Wang is an unusual man. Born in Beijing, he came to the United States at the age of 20 and naturalized in 2009. He studied South Asia as an undergraduate at the University of Washington and learned Hindi living in India. He studied Central Asia in graduate school at Harvard; worked for the Red Cross in Kandahar, Afghanistan, for a year; and finally landed in a doctoral program in history at Princeton in 2013, with a Sovietist named Stephen Kotkin as his adviser. “Kotkin has a tendency to admit unconventional students” with knowledge of multiple languages and regions, Wang said. These students are dispatched “like guerrilla fighters” to work on historical topics that would escape the attention of historians who have only a single focus.
In 2015, Iran gave Wang a visa to study Persian at an institute in northern Tehran. In his application, he said, he included that he intended to do archival research during the trip, for a possible dissertation on nomads on Iran’s Turkmen frontier more than 100 years ago. Princeton, he said, wanted to engage with Iran, and supported the project. (“They gave me not a single piece of cautionary advice,” Wang told me. “No ‘Be cautious.’ No ‘Don’t do anything sensitive.’”) And at first, the archive was a candyland of historical treats. “I was very excited,” he said. “I worked basically seven days a week” in the national archive when it was open. Many of the Persian documents were written in a “broken” (shekasteh) hand, notoriously difficult to read. He paid to have some photocopied for decipherment later.

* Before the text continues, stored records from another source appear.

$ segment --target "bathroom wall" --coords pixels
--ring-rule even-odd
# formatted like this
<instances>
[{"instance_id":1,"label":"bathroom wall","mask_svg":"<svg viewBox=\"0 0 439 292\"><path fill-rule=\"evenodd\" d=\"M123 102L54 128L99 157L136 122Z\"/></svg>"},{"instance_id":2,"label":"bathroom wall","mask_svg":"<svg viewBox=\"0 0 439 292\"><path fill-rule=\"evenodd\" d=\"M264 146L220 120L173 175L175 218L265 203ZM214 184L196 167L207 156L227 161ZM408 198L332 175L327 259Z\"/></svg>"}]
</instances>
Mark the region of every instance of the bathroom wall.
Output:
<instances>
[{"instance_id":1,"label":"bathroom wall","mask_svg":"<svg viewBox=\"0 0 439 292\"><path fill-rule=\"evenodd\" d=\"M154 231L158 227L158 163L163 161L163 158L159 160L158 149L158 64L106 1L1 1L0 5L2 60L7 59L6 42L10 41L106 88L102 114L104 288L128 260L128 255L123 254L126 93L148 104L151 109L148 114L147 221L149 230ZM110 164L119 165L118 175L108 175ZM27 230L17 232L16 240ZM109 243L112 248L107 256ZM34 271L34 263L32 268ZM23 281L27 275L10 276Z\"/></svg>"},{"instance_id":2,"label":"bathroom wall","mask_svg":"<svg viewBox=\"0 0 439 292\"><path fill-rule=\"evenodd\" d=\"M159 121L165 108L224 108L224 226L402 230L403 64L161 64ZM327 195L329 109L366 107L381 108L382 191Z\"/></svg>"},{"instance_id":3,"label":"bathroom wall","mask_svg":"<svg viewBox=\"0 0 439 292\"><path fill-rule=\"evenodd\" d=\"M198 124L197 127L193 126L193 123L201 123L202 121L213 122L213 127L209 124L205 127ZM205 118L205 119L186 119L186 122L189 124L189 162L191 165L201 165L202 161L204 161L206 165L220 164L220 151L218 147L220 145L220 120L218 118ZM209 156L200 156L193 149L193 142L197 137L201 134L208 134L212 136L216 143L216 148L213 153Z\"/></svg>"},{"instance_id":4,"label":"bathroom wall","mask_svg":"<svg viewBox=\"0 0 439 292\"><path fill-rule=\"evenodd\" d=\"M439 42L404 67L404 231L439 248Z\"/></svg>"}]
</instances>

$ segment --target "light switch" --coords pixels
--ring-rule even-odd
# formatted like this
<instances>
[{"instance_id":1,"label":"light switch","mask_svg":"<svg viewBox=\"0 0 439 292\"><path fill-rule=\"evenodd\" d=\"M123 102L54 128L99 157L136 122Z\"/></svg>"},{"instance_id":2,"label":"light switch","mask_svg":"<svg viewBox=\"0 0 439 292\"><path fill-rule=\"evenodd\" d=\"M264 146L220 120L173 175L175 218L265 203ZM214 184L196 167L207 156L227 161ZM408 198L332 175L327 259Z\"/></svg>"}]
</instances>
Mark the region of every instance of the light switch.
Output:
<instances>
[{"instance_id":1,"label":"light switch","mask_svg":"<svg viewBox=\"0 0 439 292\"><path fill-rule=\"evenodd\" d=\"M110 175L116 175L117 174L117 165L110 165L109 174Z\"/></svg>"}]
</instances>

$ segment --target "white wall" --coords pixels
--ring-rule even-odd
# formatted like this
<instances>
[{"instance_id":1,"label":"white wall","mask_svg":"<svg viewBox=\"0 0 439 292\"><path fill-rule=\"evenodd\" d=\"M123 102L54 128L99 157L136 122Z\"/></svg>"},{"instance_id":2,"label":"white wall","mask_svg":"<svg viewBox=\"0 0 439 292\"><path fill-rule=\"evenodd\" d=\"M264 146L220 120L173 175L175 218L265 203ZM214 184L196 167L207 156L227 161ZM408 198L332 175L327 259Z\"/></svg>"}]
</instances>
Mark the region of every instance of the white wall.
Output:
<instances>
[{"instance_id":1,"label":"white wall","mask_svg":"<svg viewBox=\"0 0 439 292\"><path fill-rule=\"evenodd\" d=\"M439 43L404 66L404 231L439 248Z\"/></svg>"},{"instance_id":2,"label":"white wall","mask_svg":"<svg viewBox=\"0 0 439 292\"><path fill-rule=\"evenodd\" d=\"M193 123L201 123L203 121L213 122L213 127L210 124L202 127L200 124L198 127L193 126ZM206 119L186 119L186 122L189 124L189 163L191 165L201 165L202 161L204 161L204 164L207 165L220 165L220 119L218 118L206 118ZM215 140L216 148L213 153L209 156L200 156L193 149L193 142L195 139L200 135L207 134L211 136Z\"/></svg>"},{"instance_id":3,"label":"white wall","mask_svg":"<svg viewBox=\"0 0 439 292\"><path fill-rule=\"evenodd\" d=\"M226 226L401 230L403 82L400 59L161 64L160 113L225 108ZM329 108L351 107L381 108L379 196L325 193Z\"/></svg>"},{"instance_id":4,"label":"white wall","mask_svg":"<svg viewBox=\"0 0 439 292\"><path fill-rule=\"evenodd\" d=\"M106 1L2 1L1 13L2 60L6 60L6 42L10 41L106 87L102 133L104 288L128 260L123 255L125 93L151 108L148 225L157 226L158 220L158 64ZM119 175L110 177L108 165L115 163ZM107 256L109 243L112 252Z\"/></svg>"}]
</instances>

In July, after four months in the country, Wang’s phone rang, and a man summoned him to a police station and instructed him to bring his passport. “The first question they asked me was ‘Are you Chinese?’” Wang said. He replied that he was American. “At that moment, they knew they could arrest me.” (The Chinese have relations with Iran, and to seize one of their citizens would disrupt that relationship.) He was allowed to leave the station, but the authorities kept his passport, and within days he was taken into custody for good, now at the notorious Evin Prison.